Holding up a mirror...

joeallonby vze422fs at verizon.net
Sat Sep 27 23:00:17 CDT 2003


I would like to be associated with the remarks......

Nice post. By the way, in the U.S. the term "townies" refers to blue collar
natives. In my world, Zoyd and his occasional coworkers would be considered
townies.

In Bostonese we have another word: Barnies. Those people you see on the T
wearing hiking boots and carrying unnecessary backpacks in an urban
environment are laughingly referred to as barnies. They're straight from the
Harvard Barnyard.

Peace,
Joe


 on 9/27/03 9:50 PM, Mike Weaver at mikeweaver at gn.apc.org wrote:

> 
>> Any text that can be considered "ambiguous" achieves this ambiguity by
>> presenting both sides of a particular situation and giving the reader
>> little
>> or no bearings for how s/he should resolve the ambiguity.
> 
>> ...we've established that he may be viewed either as an ex-hippie...
>> content to "get by" with minimal effort...
>> On the other hand, we've also established that he is also a sell-out to
>> the government and its economics...
> 
> The problem I have with this is that I can find no ambiguity to be
> resolved. There is no ambiguous situation with two sides, there are
> characters who are bundles of contradictions like so many of us. Whitman's
> multitudes.
> 
> It does seem to me that Zoyd is a well realised character, and the way he
> has been judged on this list reflects an awful lot on the particular
> readers and their cultural closeness to, or distance from, his kind and
> their environment.
> I come from a rural area of the UK which might well be compared in its
> cultural/environmental mix to Vineland: forestry, fishing and farming the
> traditional industries, surfers, bikers and hippies the main subcultures,
> small cities, smaller towns and villages with spiderwebs of roads and lanes
> connecting them.

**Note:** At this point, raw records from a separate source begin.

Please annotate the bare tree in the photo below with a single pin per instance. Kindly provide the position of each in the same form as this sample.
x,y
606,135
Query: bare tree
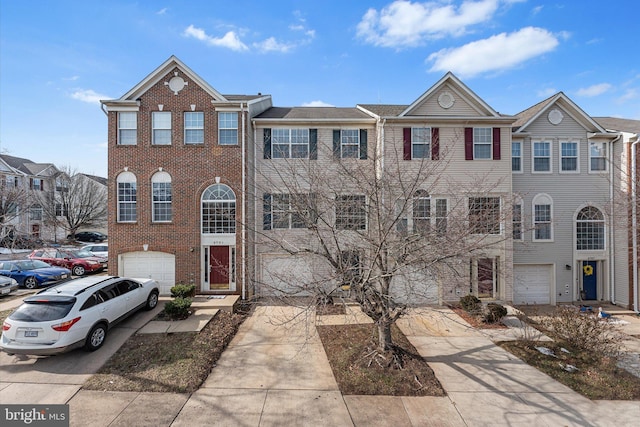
x,y
390,235
78,201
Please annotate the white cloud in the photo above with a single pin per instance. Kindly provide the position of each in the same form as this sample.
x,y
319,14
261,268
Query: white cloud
x,y
317,103
594,90
88,95
497,53
545,93
404,23
230,40
272,45
629,95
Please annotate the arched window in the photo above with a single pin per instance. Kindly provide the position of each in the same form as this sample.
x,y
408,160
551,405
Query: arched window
x,y
127,197
590,229
218,210
161,195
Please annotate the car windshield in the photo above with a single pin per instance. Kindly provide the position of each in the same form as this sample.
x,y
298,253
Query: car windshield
x,y
43,309
82,254
31,265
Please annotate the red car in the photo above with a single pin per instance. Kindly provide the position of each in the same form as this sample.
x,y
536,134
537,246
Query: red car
x,y
79,262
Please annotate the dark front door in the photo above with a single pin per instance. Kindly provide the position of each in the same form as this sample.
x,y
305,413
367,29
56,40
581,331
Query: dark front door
x,y
589,280
219,267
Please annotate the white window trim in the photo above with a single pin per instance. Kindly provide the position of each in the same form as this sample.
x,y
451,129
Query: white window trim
x,y
606,158
518,202
560,157
542,199
184,120
490,143
521,144
154,128
428,132
343,144
533,157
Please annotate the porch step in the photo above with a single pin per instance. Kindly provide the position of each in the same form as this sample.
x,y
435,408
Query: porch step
x,y
221,302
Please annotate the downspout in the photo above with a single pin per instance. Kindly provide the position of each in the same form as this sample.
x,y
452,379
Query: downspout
x,y
634,224
244,205
612,239
254,196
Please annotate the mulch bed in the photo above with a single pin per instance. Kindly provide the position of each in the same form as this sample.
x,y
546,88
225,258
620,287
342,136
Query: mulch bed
x,y
360,370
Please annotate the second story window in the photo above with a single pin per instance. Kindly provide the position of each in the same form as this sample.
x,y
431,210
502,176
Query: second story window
x,y
194,128
290,143
516,156
351,212
482,141
569,157
161,123
484,215
127,128
597,156
228,128
541,156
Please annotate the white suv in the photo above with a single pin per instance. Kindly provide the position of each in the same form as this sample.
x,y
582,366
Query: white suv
x,y
76,313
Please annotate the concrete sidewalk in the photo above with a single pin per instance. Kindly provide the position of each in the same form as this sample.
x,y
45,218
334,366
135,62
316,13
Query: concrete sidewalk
x,y
276,372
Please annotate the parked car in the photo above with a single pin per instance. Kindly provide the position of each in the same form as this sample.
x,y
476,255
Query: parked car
x,y
89,236
73,314
78,261
7,285
98,249
32,273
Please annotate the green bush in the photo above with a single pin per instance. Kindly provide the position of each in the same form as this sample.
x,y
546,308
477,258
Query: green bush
x,y
178,308
183,291
494,313
470,304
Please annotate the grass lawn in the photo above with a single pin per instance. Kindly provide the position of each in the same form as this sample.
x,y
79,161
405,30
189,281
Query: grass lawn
x,y
359,369
177,363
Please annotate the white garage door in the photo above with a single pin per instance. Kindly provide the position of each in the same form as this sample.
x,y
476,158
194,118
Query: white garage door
x,y
159,266
532,284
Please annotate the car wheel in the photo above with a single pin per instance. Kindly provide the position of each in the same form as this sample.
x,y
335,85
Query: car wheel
x,y
96,337
30,283
152,301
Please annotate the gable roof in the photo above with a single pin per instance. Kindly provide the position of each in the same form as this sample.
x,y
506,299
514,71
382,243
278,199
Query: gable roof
x,y
526,117
452,81
620,125
159,73
26,166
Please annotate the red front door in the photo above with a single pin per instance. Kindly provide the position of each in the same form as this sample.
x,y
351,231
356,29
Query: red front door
x,y
218,267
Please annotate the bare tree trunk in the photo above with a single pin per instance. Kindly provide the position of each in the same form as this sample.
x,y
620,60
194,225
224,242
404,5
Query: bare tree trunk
x,y
384,334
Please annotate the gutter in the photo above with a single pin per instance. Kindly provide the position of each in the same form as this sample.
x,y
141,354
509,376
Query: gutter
x,y
244,205
634,224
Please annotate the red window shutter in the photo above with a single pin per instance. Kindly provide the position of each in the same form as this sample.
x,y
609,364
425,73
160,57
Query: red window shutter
x,y
496,143
435,143
468,143
406,137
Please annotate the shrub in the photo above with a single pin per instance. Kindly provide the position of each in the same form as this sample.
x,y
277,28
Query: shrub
x,y
178,308
183,291
494,312
471,304
584,331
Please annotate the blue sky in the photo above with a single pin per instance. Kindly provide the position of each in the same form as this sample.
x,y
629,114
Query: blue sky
x,y
58,58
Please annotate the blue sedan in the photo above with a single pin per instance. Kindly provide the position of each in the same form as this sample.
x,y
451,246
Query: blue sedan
x,y
33,273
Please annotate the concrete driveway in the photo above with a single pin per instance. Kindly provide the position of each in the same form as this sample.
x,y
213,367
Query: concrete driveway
x,y
55,379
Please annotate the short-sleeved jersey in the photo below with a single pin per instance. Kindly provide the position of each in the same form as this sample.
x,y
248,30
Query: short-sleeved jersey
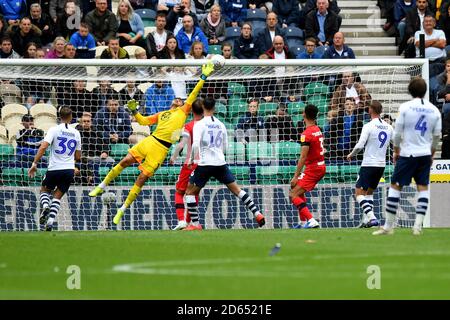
x,y
417,123
211,138
64,141
169,124
374,139
312,137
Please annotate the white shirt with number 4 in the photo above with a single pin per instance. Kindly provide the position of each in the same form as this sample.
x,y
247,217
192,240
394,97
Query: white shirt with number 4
x,y
374,139
64,141
210,141
417,123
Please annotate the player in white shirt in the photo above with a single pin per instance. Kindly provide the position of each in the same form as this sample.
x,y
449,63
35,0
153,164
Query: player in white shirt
x,y
210,141
65,149
375,138
417,133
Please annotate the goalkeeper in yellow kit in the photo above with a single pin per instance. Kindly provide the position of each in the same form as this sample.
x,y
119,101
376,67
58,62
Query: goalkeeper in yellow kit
x,y
151,152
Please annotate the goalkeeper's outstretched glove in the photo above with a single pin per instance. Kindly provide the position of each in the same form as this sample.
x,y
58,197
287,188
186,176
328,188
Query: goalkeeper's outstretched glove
x,y
207,69
132,106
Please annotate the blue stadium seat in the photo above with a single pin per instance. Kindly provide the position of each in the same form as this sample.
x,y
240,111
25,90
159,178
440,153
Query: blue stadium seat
x,y
231,34
257,17
294,37
148,16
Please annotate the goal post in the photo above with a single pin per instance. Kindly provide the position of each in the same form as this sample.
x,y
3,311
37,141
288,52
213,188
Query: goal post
x,y
263,149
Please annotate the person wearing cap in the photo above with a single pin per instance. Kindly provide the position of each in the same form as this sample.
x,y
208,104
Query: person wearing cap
x,y
28,141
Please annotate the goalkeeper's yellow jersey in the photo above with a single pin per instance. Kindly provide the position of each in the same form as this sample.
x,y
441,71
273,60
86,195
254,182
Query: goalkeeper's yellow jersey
x,y
169,123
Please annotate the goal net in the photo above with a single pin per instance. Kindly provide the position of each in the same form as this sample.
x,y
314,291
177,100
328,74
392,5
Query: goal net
x,y
263,147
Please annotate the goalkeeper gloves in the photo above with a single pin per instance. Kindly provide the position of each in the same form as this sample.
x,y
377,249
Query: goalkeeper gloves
x,y
207,69
132,106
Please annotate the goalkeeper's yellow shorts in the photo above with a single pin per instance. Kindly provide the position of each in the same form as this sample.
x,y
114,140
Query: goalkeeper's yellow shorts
x,y
150,154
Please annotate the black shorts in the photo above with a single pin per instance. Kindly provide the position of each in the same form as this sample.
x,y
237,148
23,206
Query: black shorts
x,y
369,177
201,175
407,168
61,179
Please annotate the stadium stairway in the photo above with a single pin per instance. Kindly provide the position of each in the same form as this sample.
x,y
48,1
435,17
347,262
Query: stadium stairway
x,y
363,30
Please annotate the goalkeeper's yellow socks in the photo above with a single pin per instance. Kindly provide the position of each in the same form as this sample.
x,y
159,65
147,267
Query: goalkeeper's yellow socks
x,y
111,175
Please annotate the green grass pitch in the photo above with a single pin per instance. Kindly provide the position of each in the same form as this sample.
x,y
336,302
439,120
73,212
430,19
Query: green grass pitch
x,y
225,264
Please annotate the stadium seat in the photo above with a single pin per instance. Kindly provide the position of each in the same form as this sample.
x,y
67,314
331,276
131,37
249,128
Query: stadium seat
x,y
215,49
148,30
288,150
99,50
231,34
297,50
241,173
294,37
257,17
3,135
10,93
119,150
274,174
131,50
6,152
148,16
295,108
268,108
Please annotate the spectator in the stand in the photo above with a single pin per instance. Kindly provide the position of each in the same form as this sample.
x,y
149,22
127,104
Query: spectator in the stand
x,y
227,51
158,97
114,51
344,131
114,121
6,50
43,22
156,40
213,26
69,51
287,12
103,92
175,18
245,47
445,148
435,43
400,10
84,43
95,148
265,37
66,23
30,51
57,49
280,126
279,50
234,11
202,7
310,50
28,141
58,7
249,126
414,22
22,34
339,50
444,23
351,89
102,23
171,50
75,96
131,91
13,10
131,27
189,34
322,24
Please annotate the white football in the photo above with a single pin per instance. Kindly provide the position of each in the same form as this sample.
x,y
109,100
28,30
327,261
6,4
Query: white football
x,y
218,61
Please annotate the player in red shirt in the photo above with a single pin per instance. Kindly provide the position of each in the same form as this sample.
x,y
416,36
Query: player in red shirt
x,y
312,158
186,170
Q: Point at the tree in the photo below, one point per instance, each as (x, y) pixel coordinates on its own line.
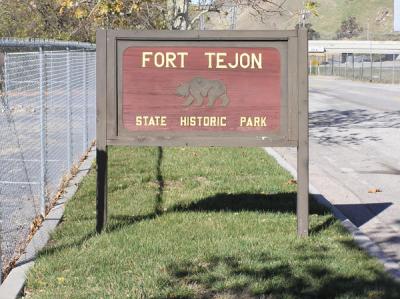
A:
(349, 28)
(78, 19)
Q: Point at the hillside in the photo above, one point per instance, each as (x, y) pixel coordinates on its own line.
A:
(375, 15)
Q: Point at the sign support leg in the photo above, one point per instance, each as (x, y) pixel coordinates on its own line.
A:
(101, 131)
(101, 190)
(302, 149)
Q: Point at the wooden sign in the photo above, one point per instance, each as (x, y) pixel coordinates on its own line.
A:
(201, 88)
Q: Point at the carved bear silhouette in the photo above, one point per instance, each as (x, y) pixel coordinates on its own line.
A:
(198, 88)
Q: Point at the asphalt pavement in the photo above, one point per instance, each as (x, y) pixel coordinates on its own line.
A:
(355, 154)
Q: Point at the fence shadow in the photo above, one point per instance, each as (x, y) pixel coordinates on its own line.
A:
(333, 126)
(270, 275)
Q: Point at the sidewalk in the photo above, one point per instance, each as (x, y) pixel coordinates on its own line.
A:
(373, 219)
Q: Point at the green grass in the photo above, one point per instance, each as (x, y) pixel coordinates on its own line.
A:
(200, 223)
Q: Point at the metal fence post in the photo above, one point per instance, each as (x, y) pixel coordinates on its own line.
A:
(69, 112)
(393, 67)
(85, 106)
(42, 96)
(371, 64)
(362, 67)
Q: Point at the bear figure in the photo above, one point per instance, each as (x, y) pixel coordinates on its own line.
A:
(198, 88)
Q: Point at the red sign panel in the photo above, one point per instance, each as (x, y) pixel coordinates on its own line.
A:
(201, 89)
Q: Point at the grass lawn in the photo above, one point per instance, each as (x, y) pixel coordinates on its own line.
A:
(201, 223)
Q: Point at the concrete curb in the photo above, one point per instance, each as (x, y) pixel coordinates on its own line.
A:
(361, 239)
(13, 285)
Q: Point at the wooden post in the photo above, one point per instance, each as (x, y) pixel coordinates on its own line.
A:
(101, 142)
(302, 149)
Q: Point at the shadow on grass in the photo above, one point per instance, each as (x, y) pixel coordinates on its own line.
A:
(272, 276)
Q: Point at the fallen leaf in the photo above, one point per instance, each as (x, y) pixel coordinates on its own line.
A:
(374, 190)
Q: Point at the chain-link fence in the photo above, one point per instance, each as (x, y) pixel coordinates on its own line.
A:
(47, 120)
(383, 68)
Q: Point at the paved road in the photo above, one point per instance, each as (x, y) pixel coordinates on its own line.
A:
(355, 147)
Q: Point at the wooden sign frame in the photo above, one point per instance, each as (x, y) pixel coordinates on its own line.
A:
(293, 129)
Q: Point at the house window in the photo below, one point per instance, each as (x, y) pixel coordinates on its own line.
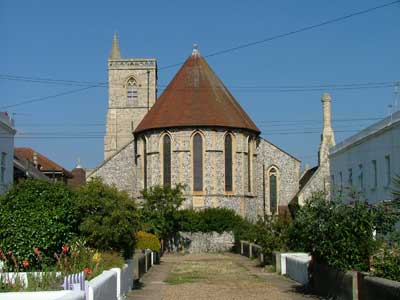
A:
(273, 190)
(361, 176)
(166, 160)
(144, 163)
(228, 163)
(375, 171)
(388, 171)
(350, 177)
(249, 165)
(3, 167)
(132, 91)
(197, 162)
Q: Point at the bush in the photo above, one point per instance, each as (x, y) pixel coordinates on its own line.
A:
(38, 214)
(109, 217)
(387, 262)
(338, 234)
(159, 209)
(147, 241)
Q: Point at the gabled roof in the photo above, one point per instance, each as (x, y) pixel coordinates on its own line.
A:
(46, 164)
(196, 97)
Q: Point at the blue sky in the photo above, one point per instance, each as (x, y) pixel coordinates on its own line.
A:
(70, 40)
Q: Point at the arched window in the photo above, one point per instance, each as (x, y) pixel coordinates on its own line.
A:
(228, 163)
(166, 160)
(249, 165)
(273, 190)
(131, 91)
(197, 162)
(144, 163)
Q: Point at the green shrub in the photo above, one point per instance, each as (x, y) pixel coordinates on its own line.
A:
(109, 217)
(386, 262)
(37, 214)
(339, 234)
(159, 210)
(147, 241)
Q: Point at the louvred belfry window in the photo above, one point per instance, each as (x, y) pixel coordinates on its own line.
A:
(144, 164)
(197, 162)
(132, 92)
(228, 163)
(166, 160)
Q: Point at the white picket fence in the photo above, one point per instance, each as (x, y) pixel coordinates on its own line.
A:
(112, 284)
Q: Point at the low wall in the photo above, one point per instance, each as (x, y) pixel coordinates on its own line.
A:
(297, 268)
(103, 287)
(199, 242)
(329, 282)
(375, 288)
(282, 260)
(48, 295)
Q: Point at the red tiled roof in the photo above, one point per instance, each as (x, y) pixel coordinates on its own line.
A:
(196, 97)
(45, 163)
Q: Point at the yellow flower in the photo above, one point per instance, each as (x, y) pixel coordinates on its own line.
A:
(96, 257)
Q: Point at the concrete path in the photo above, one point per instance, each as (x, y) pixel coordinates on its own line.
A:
(214, 276)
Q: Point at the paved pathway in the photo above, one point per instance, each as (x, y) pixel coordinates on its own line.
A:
(214, 276)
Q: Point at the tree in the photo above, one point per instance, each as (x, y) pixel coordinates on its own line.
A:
(37, 214)
(110, 217)
(159, 209)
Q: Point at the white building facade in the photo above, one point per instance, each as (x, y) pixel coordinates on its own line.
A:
(368, 161)
(7, 133)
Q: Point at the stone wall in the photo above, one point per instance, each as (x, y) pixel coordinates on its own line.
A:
(288, 167)
(119, 170)
(199, 242)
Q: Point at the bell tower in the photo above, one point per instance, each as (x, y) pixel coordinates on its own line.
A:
(132, 91)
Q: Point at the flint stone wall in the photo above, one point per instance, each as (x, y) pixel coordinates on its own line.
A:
(199, 242)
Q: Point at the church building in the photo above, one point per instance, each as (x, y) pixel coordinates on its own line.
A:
(196, 134)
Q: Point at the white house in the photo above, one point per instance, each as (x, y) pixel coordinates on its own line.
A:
(367, 161)
(7, 133)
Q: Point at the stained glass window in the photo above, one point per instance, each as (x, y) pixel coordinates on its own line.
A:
(197, 162)
(166, 160)
(228, 163)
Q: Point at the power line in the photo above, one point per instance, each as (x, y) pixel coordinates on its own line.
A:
(289, 33)
(48, 97)
(275, 37)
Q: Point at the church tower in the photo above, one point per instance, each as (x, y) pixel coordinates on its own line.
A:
(132, 91)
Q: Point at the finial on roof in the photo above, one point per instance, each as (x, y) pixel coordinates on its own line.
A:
(78, 166)
(326, 97)
(115, 53)
(195, 51)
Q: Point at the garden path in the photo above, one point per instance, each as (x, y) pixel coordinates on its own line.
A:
(214, 276)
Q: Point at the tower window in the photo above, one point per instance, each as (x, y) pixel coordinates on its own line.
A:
(144, 164)
(166, 160)
(132, 92)
(197, 162)
(228, 163)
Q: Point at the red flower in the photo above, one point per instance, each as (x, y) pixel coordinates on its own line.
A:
(2, 256)
(87, 271)
(25, 263)
(65, 249)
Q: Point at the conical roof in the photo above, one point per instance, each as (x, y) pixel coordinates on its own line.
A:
(196, 97)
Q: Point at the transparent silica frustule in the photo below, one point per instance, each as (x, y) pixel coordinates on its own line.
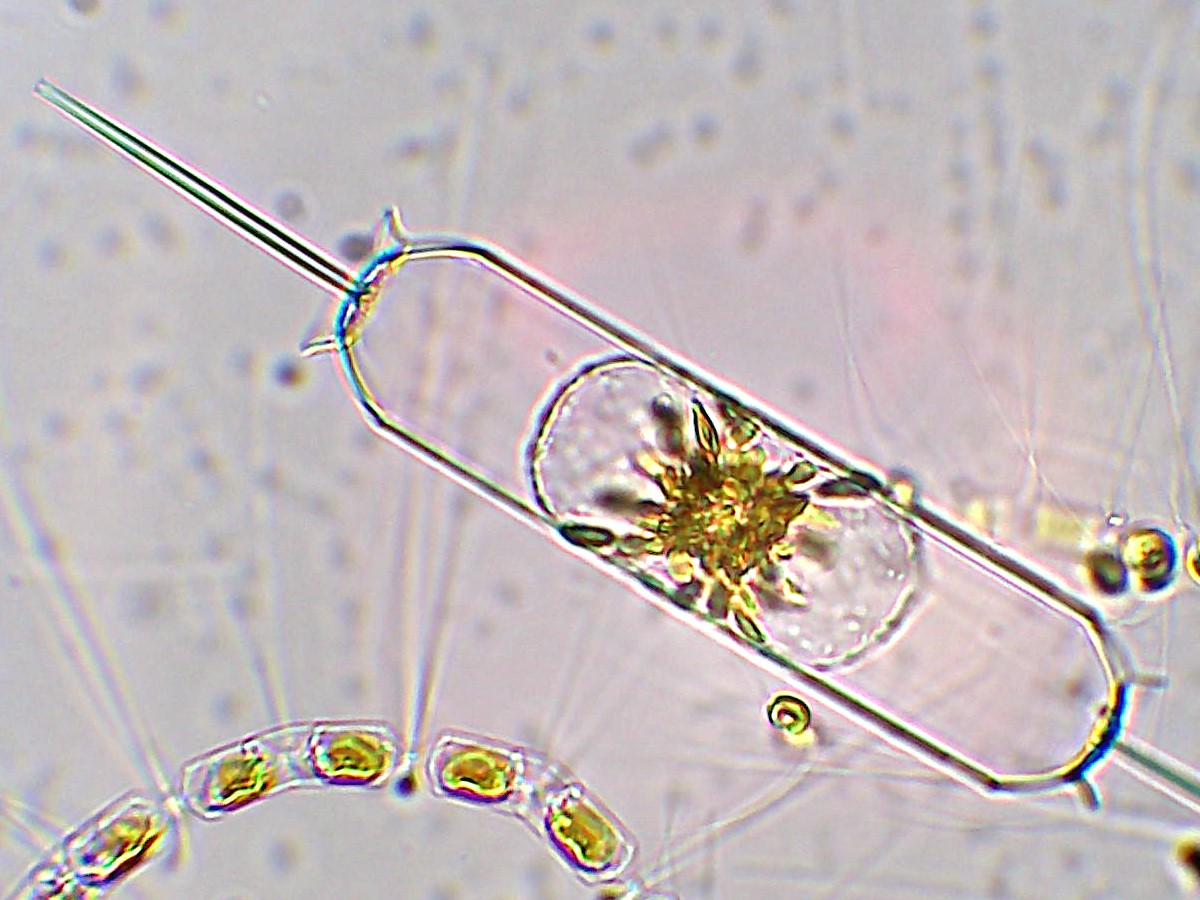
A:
(801, 558)
(709, 508)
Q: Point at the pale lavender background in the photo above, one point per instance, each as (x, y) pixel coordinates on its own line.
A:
(919, 228)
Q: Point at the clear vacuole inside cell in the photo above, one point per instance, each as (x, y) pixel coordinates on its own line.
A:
(699, 498)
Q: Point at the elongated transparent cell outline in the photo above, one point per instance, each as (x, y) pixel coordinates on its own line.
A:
(712, 427)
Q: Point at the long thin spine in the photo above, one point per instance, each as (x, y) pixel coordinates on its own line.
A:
(251, 223)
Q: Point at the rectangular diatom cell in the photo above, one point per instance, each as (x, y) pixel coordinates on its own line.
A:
(487, 772)
(287, 757)
(586, 835)
(103, 851)
(753, 528)
(118, 840)
(353, 754)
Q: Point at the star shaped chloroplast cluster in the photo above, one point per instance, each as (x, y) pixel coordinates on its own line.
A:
(717, 510)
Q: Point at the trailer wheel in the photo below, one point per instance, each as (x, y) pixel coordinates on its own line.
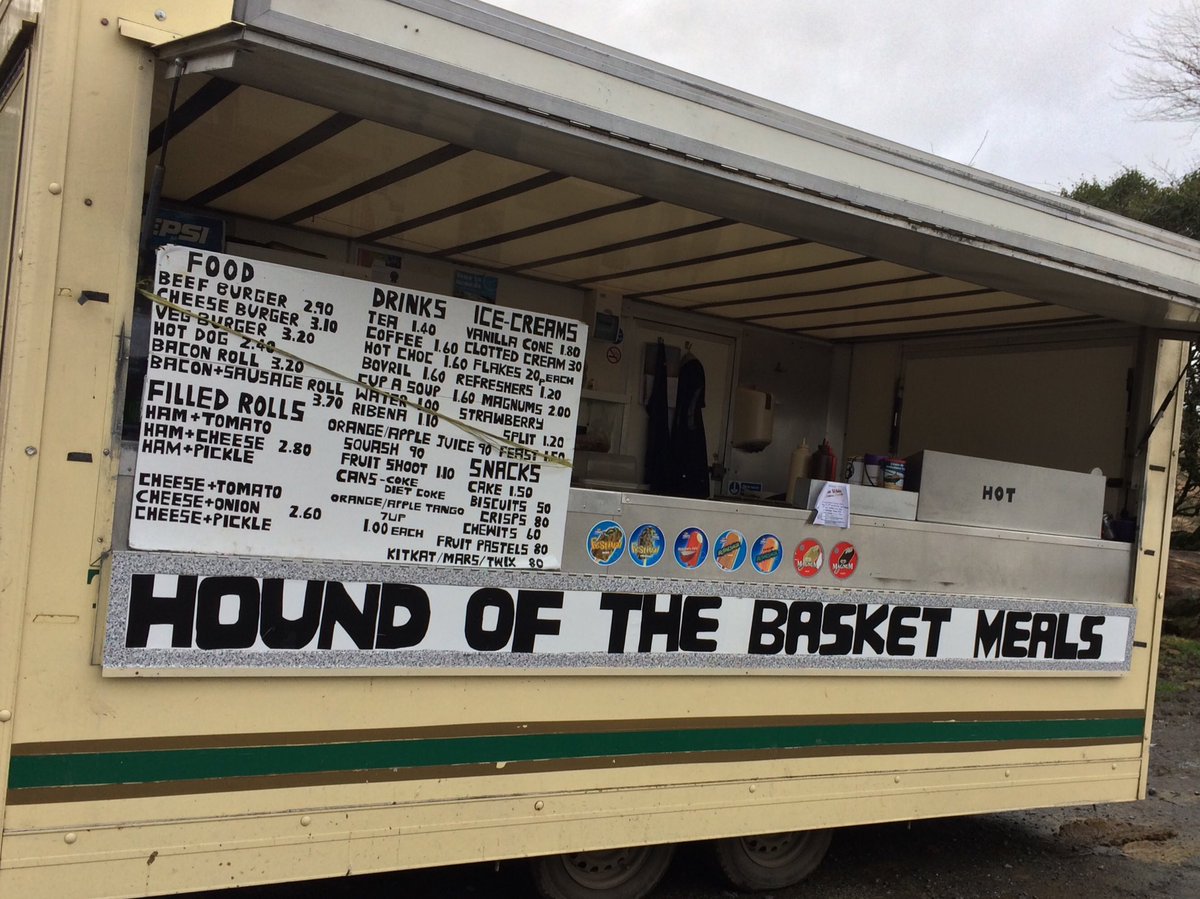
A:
(603, 874)
(771, 861)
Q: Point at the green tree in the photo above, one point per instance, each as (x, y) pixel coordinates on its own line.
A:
(1173, 205)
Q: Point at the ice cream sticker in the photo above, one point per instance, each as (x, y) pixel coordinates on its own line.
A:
(844, 561)
(691, 547)
(766, 553)
(730, 550)
(646, 545)
(808, 558)
(605, 543)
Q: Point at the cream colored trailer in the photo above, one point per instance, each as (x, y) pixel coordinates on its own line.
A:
(420, 139)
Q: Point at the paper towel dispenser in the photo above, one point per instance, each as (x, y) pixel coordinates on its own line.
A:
(754, 419)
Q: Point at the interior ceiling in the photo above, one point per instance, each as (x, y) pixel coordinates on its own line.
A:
(235, 149)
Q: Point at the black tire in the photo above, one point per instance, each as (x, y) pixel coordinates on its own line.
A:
(771, 861)
(603, 874)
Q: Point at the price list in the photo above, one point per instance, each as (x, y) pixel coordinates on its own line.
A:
(305, 415)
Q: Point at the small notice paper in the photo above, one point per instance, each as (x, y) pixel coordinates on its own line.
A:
(833, 505)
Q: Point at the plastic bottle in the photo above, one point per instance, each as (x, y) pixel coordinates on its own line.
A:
(802, 459)
(825, 462)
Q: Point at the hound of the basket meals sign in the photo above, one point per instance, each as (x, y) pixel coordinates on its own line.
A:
(304, 415)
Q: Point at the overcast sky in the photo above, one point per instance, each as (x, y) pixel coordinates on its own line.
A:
(1035, 82)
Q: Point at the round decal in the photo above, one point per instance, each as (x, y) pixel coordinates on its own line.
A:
(605, 541)
(766, 553)
(691, 547)
(646, 545)
(844, 561)
(808, 558)
(730, 550)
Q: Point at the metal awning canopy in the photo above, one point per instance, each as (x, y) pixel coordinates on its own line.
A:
(454, 130)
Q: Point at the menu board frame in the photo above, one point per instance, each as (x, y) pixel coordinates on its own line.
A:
(299, 414)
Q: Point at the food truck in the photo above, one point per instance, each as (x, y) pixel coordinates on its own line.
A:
(408, 423)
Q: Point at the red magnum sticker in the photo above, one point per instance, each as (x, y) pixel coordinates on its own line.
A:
(808, 558)
(844, 561)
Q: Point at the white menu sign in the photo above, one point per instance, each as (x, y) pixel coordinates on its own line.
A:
(442, 443)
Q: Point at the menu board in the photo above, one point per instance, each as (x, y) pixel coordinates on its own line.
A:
(305, 415)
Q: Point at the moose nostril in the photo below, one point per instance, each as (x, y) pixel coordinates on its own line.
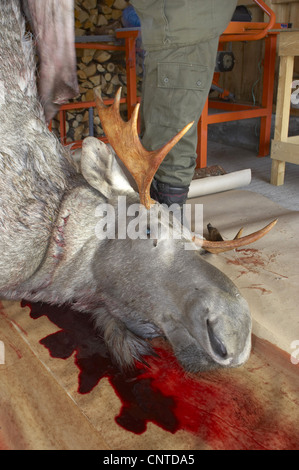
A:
(216, 343)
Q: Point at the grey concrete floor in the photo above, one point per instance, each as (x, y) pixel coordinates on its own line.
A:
(233, 158)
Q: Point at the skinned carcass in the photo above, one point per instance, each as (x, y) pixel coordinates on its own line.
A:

I was a teenager in the late 60s and lost contact with the
> area after 1984. When I read Vineland I recognise the characters as  just
> the kind of people I knew through that time, and the ways they get by
> typical of a rural area of seasonal and intermittent employment. The whole
> thread deeming RC and Moonpie to be exploiting child labour is absurd to me
> who grew up helping on the farm from when I was big enough to call the cows
> or heft a bale of straw. It's a way of life where work and play merge at
> many points.
> So I'd guess that the readers who found Zoyd and his friends so wanting in
> so many ways to be townies through and through.
> 
> Vineland may be convoluted in structure but I'm not sure it can be called a
> post-modernist novel. Touches of magic realism yes but that aside if you
> disentangled the flashbacks and allowed for the filtering of perspectives
> through different characters and their biases, what would you have but a
> modern(ist?) family saga and political/philosophical fable. This may be one
> of the reasons why reviewers thought it weak.